A Brief History of Sport

A Brief History of Sport


Competition is part of
what makes us human. We strive to be better,
stronger, faster. We set rules, invent sports,
arrange contests, and we yearn to win. Science and technology are tools
we use to improve our performance. But while carbon fibre tennis
rackets and aerodynamic bicycles might represent the
cutting edge today, sports and technology have been linked
since the very earliest Olympic games more than
2,000 years ago. To ensure fairness, they would
draw a line in the dirt. But to improve things and ensure
continuity, year on year, they cut two grooves
in a marble sill. You would stand on the sill
and put your toes in the groove before you started. It’s one of the earliest
examples of sports technology, and something you can
still see today at Olympia in Greece. Fast forward through history,
and we crash into the Industrial Revolution. And for the first time, the
average worker had a little bit of disposable income. But there were huge
numbers of them. And thanks to the new labour
laws, they also had the Saturday afternoon off. So what to do with that time? And the answer lies here in
Sheffield’s Kelham Island Industrial Museum and on the
fantastic shelves over there. So 19th century Sheffield was
a huge manufacturer of cutlery, of hand tools,
and of cannon shells. So at lunch time on a Saturday
afternoon, the whistle would go, and the workers would clock
out using the clocking machines over there. They would then go down the pub
for a couple of hours and then pass through those
turnstiles there into the football matches. And that’s why traditionally
football starts at 3 o’clock on a Saturday afternoon.
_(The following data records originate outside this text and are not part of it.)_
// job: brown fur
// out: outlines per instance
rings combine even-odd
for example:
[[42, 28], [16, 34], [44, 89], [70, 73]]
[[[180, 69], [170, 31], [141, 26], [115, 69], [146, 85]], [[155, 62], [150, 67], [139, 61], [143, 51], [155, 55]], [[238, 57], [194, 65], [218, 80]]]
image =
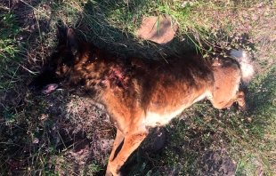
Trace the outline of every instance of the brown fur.
[[[118, 129], [106, 175], [120, 175], [149, 127], [169, 123], [196, 101], [207, 98], [219, 109], [238, 101], [240, 108], [246, 108], [239, 91], [241, 71], [232, 59], [184, 55], [170, 58], [168, 63], [136, 58], [124, 61], [77, 42], [71, 29], [67, 38], [67, 45], [60, 42], [59, 52], [53, 56], [55, 80], [104, 108]], [[31, 85], [35, 89], [36, 80]]]

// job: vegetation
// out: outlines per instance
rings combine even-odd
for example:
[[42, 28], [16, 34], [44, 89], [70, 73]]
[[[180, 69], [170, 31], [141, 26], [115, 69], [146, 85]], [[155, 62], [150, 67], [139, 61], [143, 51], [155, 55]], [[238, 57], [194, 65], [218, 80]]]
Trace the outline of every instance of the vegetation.
[[[101, 143], [115, 135], [104, 113], [62, 90], [48, 96], [28, 90], [34, 73], [43, 69], [54, 50], [55, 26], [61, 20], [80, 39], [122, 58], [162, 60], [195, 50], [246, 48], [256, 65], [247, 113], [234, 107], [216, 110], [208, 101], [197, 103], [166, 126], [161, 150], [152, 154], [142, 147], [123, 169], [130, 175], [215, 175], [207, 172], [215, 166], [214, 160], [223, 164], [231, 161], [237, 165], [236, 175], [274, 175], [275, 8], [268, 0], [0, 3], [0, 172], [104, 172], [110, 148]], [[135, 36], [142, 18], [165, 14], [180, 27], [172, 43], [163, 46]], [[90, 148], [85, 150], [87, 141]], [[220, 157], [208, 159], [210, 152]]]

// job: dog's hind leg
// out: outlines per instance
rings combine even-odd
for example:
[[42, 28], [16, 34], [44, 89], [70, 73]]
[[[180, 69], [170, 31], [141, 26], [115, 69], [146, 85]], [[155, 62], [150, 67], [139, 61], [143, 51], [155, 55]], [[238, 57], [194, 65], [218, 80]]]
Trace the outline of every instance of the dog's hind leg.
[[[148, 132], [135, 132], [130, 134], [126, 134], [124, 139], [124, 143], [121, 150], [117, 156], [113, 154], [111, 156], [115, 156], [113, 160], [109, 161], [108, 169], [106, 172], [106, 176], [119, 176], [119, 169], [125, 164], [128, 156], [139, 147], [141, 142], [146, 138]], [[113, 150], [117, 150], [112, 148]]]

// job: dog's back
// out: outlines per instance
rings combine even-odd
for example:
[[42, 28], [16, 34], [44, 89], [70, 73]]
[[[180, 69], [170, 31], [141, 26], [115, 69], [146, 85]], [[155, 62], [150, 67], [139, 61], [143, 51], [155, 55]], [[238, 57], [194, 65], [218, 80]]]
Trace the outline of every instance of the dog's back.
[[30, 87], [45, 93], [63, 87], [106, 108], [118, 128], [106, 175], [119, 175], [120, 167], [147, 136], [148, 127], [169, 123], [204, 98], [216, 108], [234, 101], [241, 109], [247, 108], [239, 87], [252, 78], [253, 67], [238, 55], [238, 61], [200, 55], [171, 58], [168, 63], [135, 58], [124, 61], [79, 43], [71, 29], [59, 44], [51, 67]]

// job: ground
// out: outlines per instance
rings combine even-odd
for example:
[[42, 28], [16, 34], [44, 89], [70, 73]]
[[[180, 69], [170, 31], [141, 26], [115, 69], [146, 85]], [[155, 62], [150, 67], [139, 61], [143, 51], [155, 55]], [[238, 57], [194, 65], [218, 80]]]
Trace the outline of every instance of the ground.
[[[56, 42], [54, 35], [52, 35], [53, 37], [50, 42], [46, 38], [51, 32], [54, 33], [53, 31], [54, 24], [47, 19], [51, 15], [52, 12], [49, 10], [53, 3], [45, 1], [40, 3], [38, 6], [36, 6], [36, 1], [17, 0], [0, 3], [1, 12], [12, 10], [12, 12], [18, 14], [20, 26], [24, 28], [20, 36], [27, 43], [28, 50], [23, 55], [26, 59], [20, 62], [20, 67], [18, 68], [17, 75], [20, 76], [20, 78], [12, 77], [13, 79], [11, 81], [15, 85], [0, 92], [0, 112], [4, 115], [3, 116], [5, 116], [0, 118], [0, 139], [1, 142], [5, 144], [1, 149], [6, 151], [0, 156], [2, 172], [13, 175], [22, 174], [26, 172], [31, 174], [36, 172], [37, 173], [45, 172], [42, 174], [102, 175], [116, 133], [116, 129], [109, 121], [105, 112], [93, 106], [89, 100], [69, 95], [64, 90], [58, 90], [50, 95], [41, 95], [30, 92], [28, 88], [28, 84], [35, 77], [29, 70], [39, 73], [43, 69], [50, 53], [54, 50], [54, 44], [51, 42]], [[37, 9], [33, 8], [34, 6]], [[215, 19], [217, 18], [217, 20], [223, 19], [223, 16], [229, 18], [231, 15], [232, 20], [230, 20], [230, 23], [234, 28], [232, 29], [233, 40], [236, 39], [240, 43], [248, 42], [254, 45], [252, 48], [255, 50], [251, 51], [250, 54], [256, 60], [256, 75], [263, 74], [264, 76], [268, 73], [265, 71], [267, 68], [272, 68], [275, 65], [273, 55], [276, 54], [274, 49], [276, 15], [272, 15], [273, 10], [273, 6], [260, 3], [254, 8], [241, 8], [239, 12], [231, 11], [229, 13], [219, 10], [208, 12], [208, 15], [212, 13]], [[38, 18], [39, 11], [48, 11], [48, 12], [43, 18]], [[206, 12], [203, 11], [204, 12]], [[84, 20], [84, 19], [82, 20]], [[194, 21], [197, 20], [199, 19], [194, 20]], [[154, 20], [148, 22], [151, 23], [149, 26], [153, 26], [156, 23]], [[215, 29], [217, 28], [217, 23], [214, 22], [212, 25]], [[259, 30], [256, 27], [263, 28], [264, 30]], [[77, 28], [88, 27], [77, 26], [77, 23], [76, 28]], [[151, 31], [151, 28], [148, 28], [145, 30], [140, 33], [146, 34], [147, 30]], [[161, 30], [160, 28], [162, 33]], [[242, 32], [244, 35], [239, 36], [237, 33], [235, 36], [235, 31], [244, 31]], [[37, 35], [38, 33], [39, 35]], [[78, 34], [81, 36], [81, 33]], [[217, 33], [216, 35], [220, 37], [221, 34]], [[143, 37], [141, 35], [138, 36]], [[165, 38], [170, 41], [173, 36], [175, 36], [175, 32], [171, 31], [169, 36]], [[119, 45], [125, 45], [129, 42], [127, 40], [124, 41], [126, 43], [119, 41], [119, 44], [114, 44], [103, 36], [105, 37], [105, 34], [99, 35], [101, 39], [96, 38], [96, 40], [109, 43], [102, 49], [108, 48], [111, 54], [118, 51]], [[112, 38], [111, 35], [109, 37]], [[147, 37], [144, 36], [144, 38]], [[150, 40], [150, 38], [147, 39]], [[186, 41], [187, 39], [181, 40]], [[153, 39], [153, 41], [162, 44], [167, 43], [167, 41], [164, 42], [164, 39]], [[173, 49], [168, 49], [168, 45], [166, 44], [149, 47], [150, 49], [151, 47], [158, 48], [156, 50], [162, 53], [167, 51], [171, 53], [175, 51], [174, 42], [175, 41], [168, 44]], [[222, 37], [220, 45], [227, 46], [227, 42]], [[101, 47], [101, 44], [98, 44], [98, 46]], [[137, 52], [134, 51], [137, 45], [128, 47], [130, 48], [128, 54]], [[159, 53], [158, 52], [153, 51], [150, 54], [156, 57], [156, 53]], [[140, 52], [141, 56], [148, 57], [148, 52], [145, 54], [142, 50]], [[257, 84], [256, 86], [259, 87], [260, 92], [265, 93], [272, 90], [272, 92], [274, 92], [273, 88], [269, 89], [266, 86], [268, 87], [268, 84], [275, 82], [275, 73], [272, 71], [269, 78], [265, 79], [266, 81], [256, 78], [255, 84]], [[257, 79], [260, 81], [258, 82]], [[1, 77], [2, 80], [5, 81]], [[236, 122], [231, 120], [231, 118], [241, 118], [239, 113], [235, 114], [236, 110], [216, 111], [216, 115], [215, 115], [216, 117], [214, 117], [214, 114], [210, 113], [214, 109], [210, 108], [208, 102], [199, 103], [196, 105], [198, 108], [192, 107], [187, 109], [168, 126], [151, 129], [149, 137], [122, 168], [123, 172], [129, 175], [146, 175], [150, 172], [162, 175], [182, 175], [184, 173], [191, 175], [230, 176], [239, 173], [240, 173], [239, 175], [249, 175], [239, 172], [240, 169], [239, 170], [238, 167], [243, 169], [240, 167], [243, 164], [240, 162], [243, 156], [233, 154], [234, 150], [242, 148], [241, 146], [234, 148], [230, 144], [234, 143], [234, 140], [231, 138], [235, 137], [239, 143], [250, 143], [250, 138], [243, 140], [243, 135], [247, 135], [246, 130], [249, 129], [250, 132], [250, 123], [256, 119], [254, 112], [257, 111], [256, 107], [267, 102], [264, 100], [264, 98], [262, 98], [266, 94], [256, 96], [252, 91], [249, 90], [248, 92], [251, 93], [248, 98], [254, 99], [255, 101], [249, 101], [251, 102], [251, 114], [246, 114], [244, 119], [242, 117], [241, 120], [237, 121], [238, 124], [234, 124]], [[275, 103], [275, 97], [265, 98]], [[201, 111], [199, 112], [199, 109]], [[267, 122], [264, 125], [268, 126], [269, 124]], [[231, 132], [235, 137], [230, 137], [230, 134], [225, 132], [229, 130], [228, 126], [233, 126], [235, 129], [239, 126], [243, 132], [240, 133]], [[275, 138], [273, 132], [267, 132], [266, 134], [271, 135], [271, 138]], [[223, 137], [223, 140], [220, 137]], [[268, 136], [268, 138], [270, 137]], [[263, 139], [267, 140], [264, 137]], [[270, 141], [266, 142], [270, 143]], [[251, 148], [250, 149], [251, 152], [255, 150]], [[256, 153], [258, 154], [258, 152]], [[246, 156], [246, 154], [244, 155]], [[252, 154], [250, 153], [250, 155]], [[252, 160], [257, 168], [255, 173], [263, 175], [265, 173], [265, 166], [258, 157], [261, 156], [248, 157], [248, 160], [246, 161]], [[275, 159], [274, 156], [271, 157], [272, 160]], [[173, 163], [175, 159], [177, 159], [175, 160], [176, 164]], [[187, 164], [189, 162], [192, 164]], [[275, 165], [275, 162], [273, 164]], [[183, 169], [185, 166], [187, 166], [187, 170]]]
The story is all there
on these shelves. [TRAIN WHISTLE] The concentration of people,
existence of leisure time, and availability of disposable
income were all required for the development of team
sports like football. And that situation arose through
the technology of the Industrial Revolution. The steam engine was a key
development that powered mass production. So when in 1827, Edward Budding
invented the lawn mower, steam power churned them
out by the thousands, so that a neat lawn was no longer
the preserve of the rich. And in 1843, Thomas Hancock
patented the vulcanization of rubber, so changing the rubber
ball from some obscure ancient Mesoamerican invention to a
mass produced play thing. So with flat lawns and a bouncy
rubber ball, lawn tennis was not far behind. When we consider the legacy of
the Industrial Revolution, we might imagine scenes
like this. But these mills and factories
drove not just technological change, but also changes
to society. And sports is an intimate
part of that. The Bessemer converter is a
symbol of large-scale steel manufacture. Much of that steel went into
Britain’s railways, and that changed the landscape forever. Suddenly, huge numbers
of people could travel long distances. And for sport, that
was a revelation. Football teams could travel to
away games, and fans could follow them. And whether there were crowds,
there is money. So in little more than
a generation. sports had gone from something
that few could afford to big business. Technology has driven sports
and, in turn, sports has driven technology. We built these huge cathedrals
to sports. And we filled them with
technologies to help improve our athletes’ performance. Timing is no longer done
mechanically, but we use fully-automated timing
systems. Telephoto lenses have
revolutionised the way the media covers our sport, as have
the high-speed digital cameras that have just
come on the market. Modern materials have profoundly
changed the nature of some of our sports. And now science is so important
to sports that my title is Professor of Sports
Engineering, something that couldn’t have happened a
mere two decades ago. These films are about the
next part of the story. They’re about how we use our
scientific understanding of sports to improve our athletes
and how it’s changed the nature of some of
those sports. We go to see how technology can
help a coach train their athletes more effectively– Oh, wow, I love that. –how we’re developing ways to
measure and understand a sport more deeply, but without
disturbing performance, and how we can model all the
elements of a sport to test the limits of the game and
safeguards its future. Ultimately, though, it’s about
how we keep that balance between progress
and tradition. Is it cheating? [STARTING GUN]

6 Replies to “A Brief History of Sport”

  1. That balance is an interesting question. Is using artificial limbs just that progress, or is it cheating? Only time will tell I guess.

  2. Looking forward to watching the entire series when i'll have the time. Nice "credits table" at the end, never seen that before and i think it's a cool idea.